When was the last time you listened to someone?
I mean, really LISTENED? Committed 100% of your undivided attention – your entire be-ing – to someone, with no impulse to respond, give advice, fix, or judge, but really be present for that person?
We often “hear” what someone says, but these days, with so much information vying for our attention, we often nod politely and/or perhaps give direct ‘sledgehammer’ responses, because we don’t have time to really ‘be there’ for someone whom is grappling with an everyday, maybe even more serious life dilemma.
But is this a good thing? In the long-term?
We’ve been living in the digital age for quite some time now, and while we are more connected than ever before, emotionally, many feel more disconnected.
When was the last time you sat through a brunch, lunch or dinner catch up and either yourself or the person you were with DID NOT look at the phone? ??
When was the last time you looked into someone’s eyes and had an honest, heart-to-heart conversation?
In fact, when was the last time you had a mutually respectful ‘difficult conversation’ to resolve a major issue in-person?
When was the last time you felt heard by another? Not someone who says, “Yeah, yeah, I’m on to it…” Or “I’ll take that on board,” or an insincere, “I feel for you,”…but from someone whom you feel as though you have just received an energetic (or actual!) bear-hug and you walk away knowing that despite your current circumstances, everything is going to be okay?
I remember the days when ‘being witnessed’ was a daily experience…but nowadays…many feel like they are competing (and losing!) with someones smartphone, tablet, or laptop, and are experiencing many unfulfilling surface-level relationships.
Being a witness by holding sacred space is one of the most profound gifts you can give someone (and receive for yourself).
Allowing another to be heard and accepted unconditionally creates the space for them to open up and reveal their true selves. It really is the highest form of connection and intimacy.
And often, many people resolve their own dilemmas because they are held in this sacred space provided by another which allows them to witness themselves, and both people can move on with their days feeling profoundly transformed!
However, the power of this “old-school” interaction seems to be forgotten, firstly, with digital overwhelm, but also, with many using “new age” techniques which can sometimes make things more complicated than it needs to be.
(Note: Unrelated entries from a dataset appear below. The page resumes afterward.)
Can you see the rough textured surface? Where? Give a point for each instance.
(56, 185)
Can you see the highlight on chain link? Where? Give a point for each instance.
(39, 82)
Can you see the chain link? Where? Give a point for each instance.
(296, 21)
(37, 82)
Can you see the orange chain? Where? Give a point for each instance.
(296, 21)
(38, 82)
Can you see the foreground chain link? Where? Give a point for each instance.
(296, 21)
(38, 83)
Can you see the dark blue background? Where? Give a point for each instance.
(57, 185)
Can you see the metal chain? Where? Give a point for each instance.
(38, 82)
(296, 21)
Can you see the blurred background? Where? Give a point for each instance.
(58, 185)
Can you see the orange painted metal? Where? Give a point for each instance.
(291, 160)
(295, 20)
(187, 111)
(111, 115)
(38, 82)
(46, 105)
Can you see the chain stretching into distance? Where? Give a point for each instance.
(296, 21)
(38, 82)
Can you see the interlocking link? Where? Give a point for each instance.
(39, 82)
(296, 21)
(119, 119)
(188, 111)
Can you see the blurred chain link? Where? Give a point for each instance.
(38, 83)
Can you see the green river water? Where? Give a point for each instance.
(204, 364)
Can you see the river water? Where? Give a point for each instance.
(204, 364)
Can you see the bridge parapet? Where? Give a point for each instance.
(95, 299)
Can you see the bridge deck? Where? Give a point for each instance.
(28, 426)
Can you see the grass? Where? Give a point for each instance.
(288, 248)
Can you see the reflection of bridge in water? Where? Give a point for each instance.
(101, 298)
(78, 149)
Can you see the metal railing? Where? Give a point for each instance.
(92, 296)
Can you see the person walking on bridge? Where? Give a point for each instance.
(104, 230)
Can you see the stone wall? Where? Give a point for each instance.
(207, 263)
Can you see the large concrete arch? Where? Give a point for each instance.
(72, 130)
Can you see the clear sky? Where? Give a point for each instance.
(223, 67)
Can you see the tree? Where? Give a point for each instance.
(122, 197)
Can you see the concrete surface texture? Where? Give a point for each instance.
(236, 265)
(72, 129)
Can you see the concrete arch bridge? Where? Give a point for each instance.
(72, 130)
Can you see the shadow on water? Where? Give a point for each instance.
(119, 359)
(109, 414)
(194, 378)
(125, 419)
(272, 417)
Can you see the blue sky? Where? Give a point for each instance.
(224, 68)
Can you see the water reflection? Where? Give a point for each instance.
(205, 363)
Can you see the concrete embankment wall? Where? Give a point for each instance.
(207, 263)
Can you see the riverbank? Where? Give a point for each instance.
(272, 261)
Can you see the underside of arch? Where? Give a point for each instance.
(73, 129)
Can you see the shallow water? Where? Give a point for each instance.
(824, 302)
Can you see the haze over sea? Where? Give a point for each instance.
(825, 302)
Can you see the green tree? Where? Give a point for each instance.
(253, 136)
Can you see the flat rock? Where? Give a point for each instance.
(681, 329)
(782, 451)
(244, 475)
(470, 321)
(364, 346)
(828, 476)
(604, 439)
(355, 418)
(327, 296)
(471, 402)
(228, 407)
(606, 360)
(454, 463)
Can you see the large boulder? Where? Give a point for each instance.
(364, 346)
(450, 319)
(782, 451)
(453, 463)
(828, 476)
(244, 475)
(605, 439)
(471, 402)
Even in the spiritual and personal development industries…I am starting to see the shadow side of over-analysis (e.g. finding the meaning in everything), spiritual snobbery (i.e. ignore people with “lower vibes” or “problems”), spiritual escapism or bypassing (i.e. excess healing, meditation, journalling, self-help, etc.), instead of just listening.
This is one of the inherit polarities of the expansion of consciousness. While digital technology has gifted us with greater and more rapid connection, and instant access to practically any information we want to seek…the shadow polarity is that if not managed appropriately, we risk creating “monkey brain” and generating LESS “Real” connection to others!!!
(By the way, monkey brain from excess digital consumption is a new phenomena coined as ‘Busy Brain Syndrome’ and being researched by Dr Lucia Kelleher if you want to research it).
And this also applies to the connection with OURSELVES!
Many have forgotten what it feels like to be there and witness ourself…and I am noticing an increasing number of people who have been committed to their personal-mastery for some time, many gifted entrepreneurs, innovators, healers, coaches, and leaders in their own right, start to second-guess themselves because of the bombardment of excess information consumption. I for one have started to set strict boundaries in how I interact online and what social media to keep and release, as well as cultivating quality time with those in my inner circle (and I know many are starting this practice).
Some of the most potent healing and transformation experiences we can give (or have) is to simply be there for someone…offer 100 % unconditional attention to someone – even if just for just two-minutes…Its the quality of this sacred space that is the liquid gold of life.
Or allow yourself to be in the presence of someone holding this space ?.
Many have forgotten what this vulnerability feels like…and many have become terrified by it instead of seeing it as a juicy human experience of intimacy and connection that it really is AND WHAT WE ARE REALLY SEEKING!